Changes ahead for Penmarric House

Harcourts agent Peter Fox-Worthington outside Hamilton Road’s Penmarric House. The property is to be sold at auction on March 23.

Cambridge’s Penmarric House, an iconic home built in the early part of the last century, will go under the hammer at the end of March.

The 1883 m2 property in Hamilton Road will be auctioned on site at noon on Saturday March 23. The sale will usher in a new era for a building with strong links to the town’s history; over its life of almost a century it has been a nursing and maternity home, a restaurant and a Bed & Breakfast.

Harcourts agent Peter Fox-Worthington said the impending auction was generating a great deal of interest. Owners Robert and Marjolijn de Borst, who purchased the property in 1999 and have run it as a B & B, are moving on, he said.

“This is a magnificent home with a lot of local history behind it. Not only does the building reflect that history, but it could be developed in a number of different ways,” he said, outlining the flexibility of its eight bedrooms and four bathrooms.

“It is currently configured almost as two homes. There is a kitchen, dining and living area and four bedrooms both downstairs and upstairs, and there is an additional room that could become another bedroom. It could effectively house two families … or be adapted for letting or office space.  This is a very elegant home; it has matai and rimu polished wood floors, a rimu staircase and oak front and back doors.”

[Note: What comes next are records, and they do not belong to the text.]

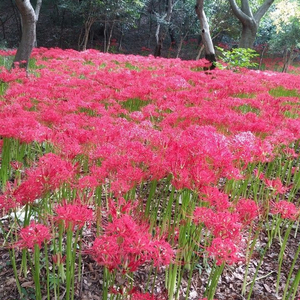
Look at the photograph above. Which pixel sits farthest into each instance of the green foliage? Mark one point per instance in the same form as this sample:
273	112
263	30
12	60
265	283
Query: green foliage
237	58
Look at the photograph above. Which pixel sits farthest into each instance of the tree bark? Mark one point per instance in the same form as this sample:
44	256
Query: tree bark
29	17
249	21
160	36
205	33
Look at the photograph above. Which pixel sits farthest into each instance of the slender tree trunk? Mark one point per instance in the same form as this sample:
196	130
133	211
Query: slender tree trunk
248	35
161	35
29	17
205	33
182	38
110	36
249	21
288	59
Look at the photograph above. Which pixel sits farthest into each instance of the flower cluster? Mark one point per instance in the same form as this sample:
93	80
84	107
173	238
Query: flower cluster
126	245
34	234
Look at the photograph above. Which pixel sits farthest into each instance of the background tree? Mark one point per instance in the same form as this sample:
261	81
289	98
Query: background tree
205	33
249	20
286	38
29	18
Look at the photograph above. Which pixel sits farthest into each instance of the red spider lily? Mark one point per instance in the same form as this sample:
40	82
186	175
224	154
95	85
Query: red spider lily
73	215
7	201
276	185
126	245
221	224
216	199
49	174
286	210
247	211
34	234
122	207
142	296
223	251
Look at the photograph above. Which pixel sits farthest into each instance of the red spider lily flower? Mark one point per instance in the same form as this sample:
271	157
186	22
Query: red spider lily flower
127	245
49	174
121	207
276	185
142	296
221	224
286	210
7	201
215	198
223	251
73	215
247	211
34	234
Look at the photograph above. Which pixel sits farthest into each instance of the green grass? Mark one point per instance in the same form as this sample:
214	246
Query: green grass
283	92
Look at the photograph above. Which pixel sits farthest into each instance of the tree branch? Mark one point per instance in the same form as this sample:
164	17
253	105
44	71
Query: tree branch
37	9
239	13
262	10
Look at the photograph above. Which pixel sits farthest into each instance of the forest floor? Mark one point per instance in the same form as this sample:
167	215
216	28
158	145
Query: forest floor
229	286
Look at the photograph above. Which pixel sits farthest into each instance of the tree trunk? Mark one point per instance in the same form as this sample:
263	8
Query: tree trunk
249	21
29	18
205	34
248	35
288	59
160	35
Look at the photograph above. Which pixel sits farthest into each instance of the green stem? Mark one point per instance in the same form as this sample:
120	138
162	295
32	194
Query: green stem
38	293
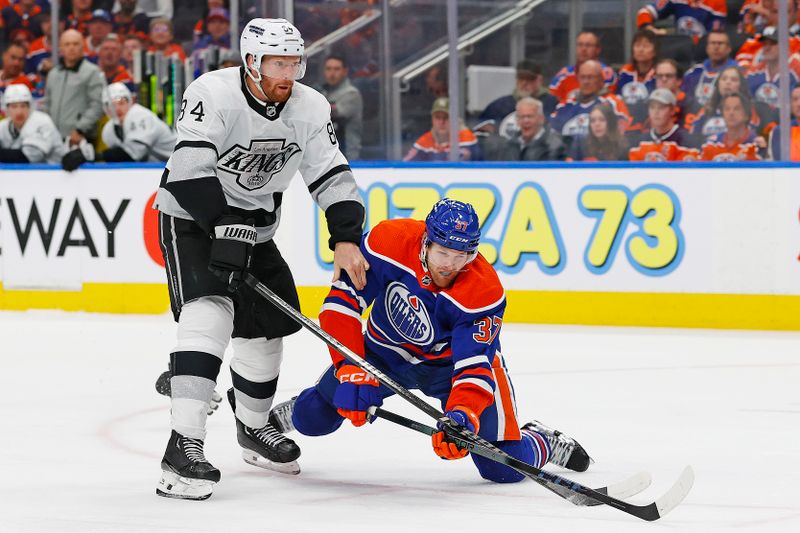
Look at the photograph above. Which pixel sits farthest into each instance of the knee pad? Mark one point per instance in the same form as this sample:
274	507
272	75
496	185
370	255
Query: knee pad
500	473
205	325
313	415
257	360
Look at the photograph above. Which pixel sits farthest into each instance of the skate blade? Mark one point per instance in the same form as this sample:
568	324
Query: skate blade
292	467
171	485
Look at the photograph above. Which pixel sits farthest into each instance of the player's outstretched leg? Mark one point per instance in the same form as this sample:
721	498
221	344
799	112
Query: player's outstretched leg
564	451
266	447
185	472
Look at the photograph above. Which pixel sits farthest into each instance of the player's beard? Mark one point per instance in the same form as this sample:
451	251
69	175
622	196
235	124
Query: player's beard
277	91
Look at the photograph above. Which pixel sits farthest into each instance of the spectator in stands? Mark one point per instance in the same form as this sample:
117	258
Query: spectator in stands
698	83
128	21
134	133
155	8
794	143
571	119
208	49
346	106
587	48
218	25
637	79
694	18
501	111
73	91
40	50
534	139
27	135
161	39
13	65
749	53
710	122
740	141
22	15
763	78
665	140
79	18
435	144
669	75
604	140
200	28
130	45
99	27
110	62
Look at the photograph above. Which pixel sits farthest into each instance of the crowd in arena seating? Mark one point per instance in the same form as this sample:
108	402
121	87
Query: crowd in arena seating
723	108
658	107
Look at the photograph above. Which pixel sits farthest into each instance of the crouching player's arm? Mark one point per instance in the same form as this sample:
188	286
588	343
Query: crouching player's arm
474	345
341	317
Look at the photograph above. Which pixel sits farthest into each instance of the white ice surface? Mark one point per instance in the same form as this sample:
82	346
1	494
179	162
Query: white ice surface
83	431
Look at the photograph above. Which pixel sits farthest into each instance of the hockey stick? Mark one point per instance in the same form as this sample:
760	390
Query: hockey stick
623	489
571	491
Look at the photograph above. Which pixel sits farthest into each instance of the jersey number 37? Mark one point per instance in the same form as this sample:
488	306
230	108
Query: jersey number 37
488	328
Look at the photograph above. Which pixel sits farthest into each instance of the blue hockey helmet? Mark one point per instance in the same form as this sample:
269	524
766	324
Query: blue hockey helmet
454	225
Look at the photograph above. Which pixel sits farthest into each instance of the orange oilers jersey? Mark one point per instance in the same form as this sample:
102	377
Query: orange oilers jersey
413	322
564	84
722	148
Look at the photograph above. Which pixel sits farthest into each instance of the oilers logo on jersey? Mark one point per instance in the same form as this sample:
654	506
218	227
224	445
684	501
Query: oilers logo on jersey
256	164
407	315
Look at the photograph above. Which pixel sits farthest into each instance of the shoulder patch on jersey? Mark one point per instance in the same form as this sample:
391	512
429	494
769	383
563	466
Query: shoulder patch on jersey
478	289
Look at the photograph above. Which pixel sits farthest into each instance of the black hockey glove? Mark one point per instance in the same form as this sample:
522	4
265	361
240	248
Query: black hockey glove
232	249
72	160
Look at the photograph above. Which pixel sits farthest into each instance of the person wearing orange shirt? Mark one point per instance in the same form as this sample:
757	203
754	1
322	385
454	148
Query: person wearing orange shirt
434	145
161	37
775	135
13	67
564	84
665	140
739	142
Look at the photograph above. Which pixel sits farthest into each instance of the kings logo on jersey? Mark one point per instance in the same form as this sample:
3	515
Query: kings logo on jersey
256	164
408	315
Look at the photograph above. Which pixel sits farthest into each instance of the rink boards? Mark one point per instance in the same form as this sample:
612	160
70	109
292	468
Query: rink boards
699	245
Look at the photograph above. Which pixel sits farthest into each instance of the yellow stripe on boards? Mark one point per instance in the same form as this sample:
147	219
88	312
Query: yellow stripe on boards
678	310
722	311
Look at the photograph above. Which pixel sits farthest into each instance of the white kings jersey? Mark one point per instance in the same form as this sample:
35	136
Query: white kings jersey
38	138
142	135
227	138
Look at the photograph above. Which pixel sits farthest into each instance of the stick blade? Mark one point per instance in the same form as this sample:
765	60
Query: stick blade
677	493
628	487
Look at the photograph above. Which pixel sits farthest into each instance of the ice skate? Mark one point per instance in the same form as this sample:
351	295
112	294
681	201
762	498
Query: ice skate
266	447
164	388
565	451
280	417
185	472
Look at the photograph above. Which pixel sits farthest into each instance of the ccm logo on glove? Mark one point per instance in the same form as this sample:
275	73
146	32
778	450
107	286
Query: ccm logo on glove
359	378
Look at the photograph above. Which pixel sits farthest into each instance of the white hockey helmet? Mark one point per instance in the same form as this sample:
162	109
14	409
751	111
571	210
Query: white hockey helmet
274	37
115	91
17	93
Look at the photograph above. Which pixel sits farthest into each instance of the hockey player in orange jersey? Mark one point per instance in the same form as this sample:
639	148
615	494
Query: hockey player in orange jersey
437	311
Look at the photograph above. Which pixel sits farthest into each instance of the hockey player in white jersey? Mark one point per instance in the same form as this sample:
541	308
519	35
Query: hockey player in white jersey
242	135
134	133
27	135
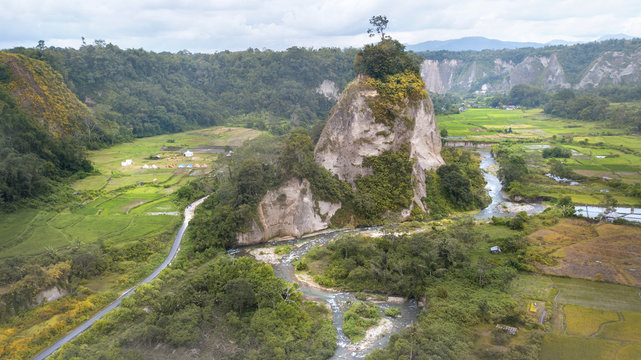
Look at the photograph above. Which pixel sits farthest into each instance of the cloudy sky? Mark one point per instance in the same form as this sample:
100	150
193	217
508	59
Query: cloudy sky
208	26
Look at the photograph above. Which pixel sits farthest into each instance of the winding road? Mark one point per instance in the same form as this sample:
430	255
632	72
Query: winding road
189	214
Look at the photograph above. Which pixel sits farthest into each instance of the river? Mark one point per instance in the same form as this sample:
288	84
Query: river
189	214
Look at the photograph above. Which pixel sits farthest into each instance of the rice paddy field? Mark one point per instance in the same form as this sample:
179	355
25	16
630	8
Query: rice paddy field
127	210
121	205
585	319
599	154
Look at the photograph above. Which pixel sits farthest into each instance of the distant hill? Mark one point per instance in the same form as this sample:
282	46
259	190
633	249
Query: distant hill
41	91
580	66
478	43
42	129
470	43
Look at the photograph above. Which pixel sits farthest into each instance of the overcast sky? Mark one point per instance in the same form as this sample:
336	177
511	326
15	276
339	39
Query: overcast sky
208	26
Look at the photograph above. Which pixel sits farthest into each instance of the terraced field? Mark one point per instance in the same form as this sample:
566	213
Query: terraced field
599	154
123	204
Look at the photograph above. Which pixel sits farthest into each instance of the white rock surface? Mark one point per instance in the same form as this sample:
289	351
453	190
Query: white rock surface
290	210
351	134
328	89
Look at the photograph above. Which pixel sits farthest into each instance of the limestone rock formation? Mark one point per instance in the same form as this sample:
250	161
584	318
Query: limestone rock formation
328	89
352	133
290	210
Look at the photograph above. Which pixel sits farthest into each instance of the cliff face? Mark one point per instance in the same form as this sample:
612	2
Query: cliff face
499	75
290	210
352	133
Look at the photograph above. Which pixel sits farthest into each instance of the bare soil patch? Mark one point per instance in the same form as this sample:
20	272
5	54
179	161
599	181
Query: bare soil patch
601	251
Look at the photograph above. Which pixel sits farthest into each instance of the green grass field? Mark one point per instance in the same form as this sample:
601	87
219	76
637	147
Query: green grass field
583	321
127	196
561	347
602	320
599	153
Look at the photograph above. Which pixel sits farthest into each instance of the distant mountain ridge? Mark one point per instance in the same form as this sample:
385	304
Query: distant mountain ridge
478	43
580	66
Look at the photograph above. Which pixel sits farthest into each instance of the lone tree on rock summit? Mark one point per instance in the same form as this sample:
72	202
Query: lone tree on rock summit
380	24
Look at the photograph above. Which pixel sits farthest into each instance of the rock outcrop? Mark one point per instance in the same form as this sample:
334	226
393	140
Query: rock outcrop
352	133
328	89
290	210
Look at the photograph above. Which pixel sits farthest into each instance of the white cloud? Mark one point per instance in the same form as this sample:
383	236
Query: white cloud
208	25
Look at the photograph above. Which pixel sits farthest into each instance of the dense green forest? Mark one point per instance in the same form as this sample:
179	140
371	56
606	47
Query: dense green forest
153	93
226	308
450	268
31	158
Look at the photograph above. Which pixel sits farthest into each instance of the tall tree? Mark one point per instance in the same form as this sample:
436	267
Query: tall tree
380	24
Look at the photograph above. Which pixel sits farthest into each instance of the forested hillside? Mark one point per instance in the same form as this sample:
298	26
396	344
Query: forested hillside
152	93
41	129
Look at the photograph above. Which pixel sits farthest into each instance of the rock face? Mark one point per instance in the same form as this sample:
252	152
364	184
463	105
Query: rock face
290	210
613	67
499	75
351	134
328	89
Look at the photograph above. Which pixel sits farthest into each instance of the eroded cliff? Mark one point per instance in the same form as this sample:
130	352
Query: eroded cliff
290	210
352	133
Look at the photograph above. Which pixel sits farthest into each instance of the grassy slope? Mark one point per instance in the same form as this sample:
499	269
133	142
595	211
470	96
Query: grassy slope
115	213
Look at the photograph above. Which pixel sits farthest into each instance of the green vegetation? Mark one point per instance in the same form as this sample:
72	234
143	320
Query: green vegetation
388	188
34	160
576	348
585	321
208	307
99	241
151	93
603	160
358	318
556	152
394	93
527	95
457	186
386	58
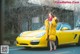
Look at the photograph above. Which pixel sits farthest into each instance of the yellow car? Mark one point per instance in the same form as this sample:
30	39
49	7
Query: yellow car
37	38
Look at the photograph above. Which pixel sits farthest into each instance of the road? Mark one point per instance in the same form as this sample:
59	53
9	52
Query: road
70	49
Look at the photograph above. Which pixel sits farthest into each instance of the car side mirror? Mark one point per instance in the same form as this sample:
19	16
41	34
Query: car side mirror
64	28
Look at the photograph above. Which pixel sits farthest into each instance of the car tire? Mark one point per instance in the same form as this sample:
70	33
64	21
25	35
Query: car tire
78	41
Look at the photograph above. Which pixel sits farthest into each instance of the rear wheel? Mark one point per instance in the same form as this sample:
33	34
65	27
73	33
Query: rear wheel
78	41
56	42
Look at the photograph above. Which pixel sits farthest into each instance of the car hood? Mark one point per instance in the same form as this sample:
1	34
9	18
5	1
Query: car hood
32	33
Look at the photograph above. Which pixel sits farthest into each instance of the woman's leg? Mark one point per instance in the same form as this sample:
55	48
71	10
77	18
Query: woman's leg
54	45
50	45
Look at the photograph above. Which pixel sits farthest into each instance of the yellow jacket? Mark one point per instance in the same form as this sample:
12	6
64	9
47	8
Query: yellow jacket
51	28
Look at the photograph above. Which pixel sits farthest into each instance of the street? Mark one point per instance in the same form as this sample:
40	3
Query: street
69	49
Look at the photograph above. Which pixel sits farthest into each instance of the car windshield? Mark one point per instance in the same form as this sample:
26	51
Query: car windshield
59	26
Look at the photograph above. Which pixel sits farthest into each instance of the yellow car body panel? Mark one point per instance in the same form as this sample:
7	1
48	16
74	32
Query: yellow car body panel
30	39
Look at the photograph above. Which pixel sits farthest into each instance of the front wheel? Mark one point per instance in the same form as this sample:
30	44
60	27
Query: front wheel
56	43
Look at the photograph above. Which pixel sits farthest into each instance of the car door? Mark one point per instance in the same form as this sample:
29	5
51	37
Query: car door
66	36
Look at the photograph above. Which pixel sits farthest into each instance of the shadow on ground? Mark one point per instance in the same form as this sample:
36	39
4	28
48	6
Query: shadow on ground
47	49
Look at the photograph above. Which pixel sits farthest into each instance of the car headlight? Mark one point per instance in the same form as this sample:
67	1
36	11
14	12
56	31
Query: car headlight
40	35
35	41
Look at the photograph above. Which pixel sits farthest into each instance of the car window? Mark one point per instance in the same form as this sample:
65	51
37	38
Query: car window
58	26
66	25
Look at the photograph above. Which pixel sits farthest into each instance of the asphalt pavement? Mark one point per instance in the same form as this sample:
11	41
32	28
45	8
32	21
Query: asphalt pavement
66	49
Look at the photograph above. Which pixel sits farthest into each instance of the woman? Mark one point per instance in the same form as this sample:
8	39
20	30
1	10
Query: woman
50	25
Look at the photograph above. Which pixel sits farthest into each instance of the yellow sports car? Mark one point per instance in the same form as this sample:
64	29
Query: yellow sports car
37	38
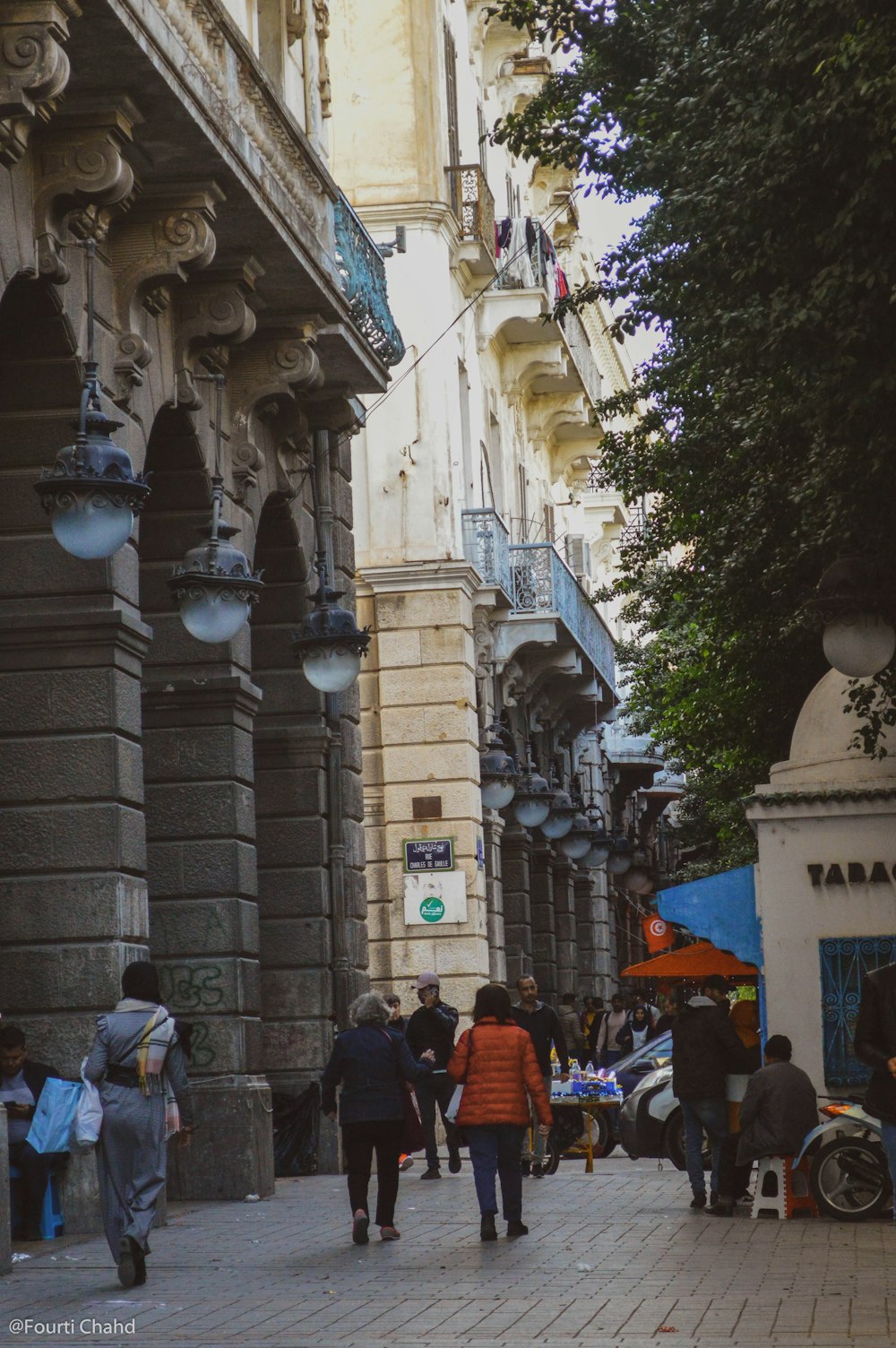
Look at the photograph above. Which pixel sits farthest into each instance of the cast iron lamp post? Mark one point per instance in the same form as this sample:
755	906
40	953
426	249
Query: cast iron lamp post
92	492
329	644
214	586
499	773
853	601
532	799
559	821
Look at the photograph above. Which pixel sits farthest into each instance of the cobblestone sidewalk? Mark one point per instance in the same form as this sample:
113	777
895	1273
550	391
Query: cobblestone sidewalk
613	1260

Historical records show that both the back and front doors came from the old National Bank building, and the house is said to have won the Cambridge Chamber of Commerce best building award in 1989 as a refurbished older building. Noted were its wide staircase, open fireplaces, leadlight windows and brass door knobs.

Peter said the property also included garaging for up to four vehicles, a double carport, a good-sized back garden and a pentaque court. “There are magnificent views from the north-facing rear deck, overlooking the rooftops of Cambridge and towards the mountains.”

Among ideas being mooted by interested parties was its development as an art gallery or a homestay for students, he added.

The original Penmarric was built around the early 1920s.  Cambridge Museum historical data says: “After a fire burnt Nurse Helen Russel’s Victoria Nursing Home in Hamilton Road in 1921, the first floor of ‘Whitiora’ was rebuilt by CW Cooper in 1926. In 1934 the second storey was added … and it became known as ‘Whitiora Nursing Home’ run by Sisters McConachie and Pettigrew”.

The information says when the new Cambridge Maternity Hospital was built in 1962 (at the now Cambridge Health and Community Centre), ‘Whitiora’ became a geriatric hospital, then a boarding house and flats.  In 1974 ‘Penmarric Restaurant’ was launched, growing in popularity from its early days of providing Devonshire teas then lunches, to becoming an established Waikato restaurant in the 1980s.

In more recent times, it has become a successful B & B, undergoing a thorough renovation in early 2014.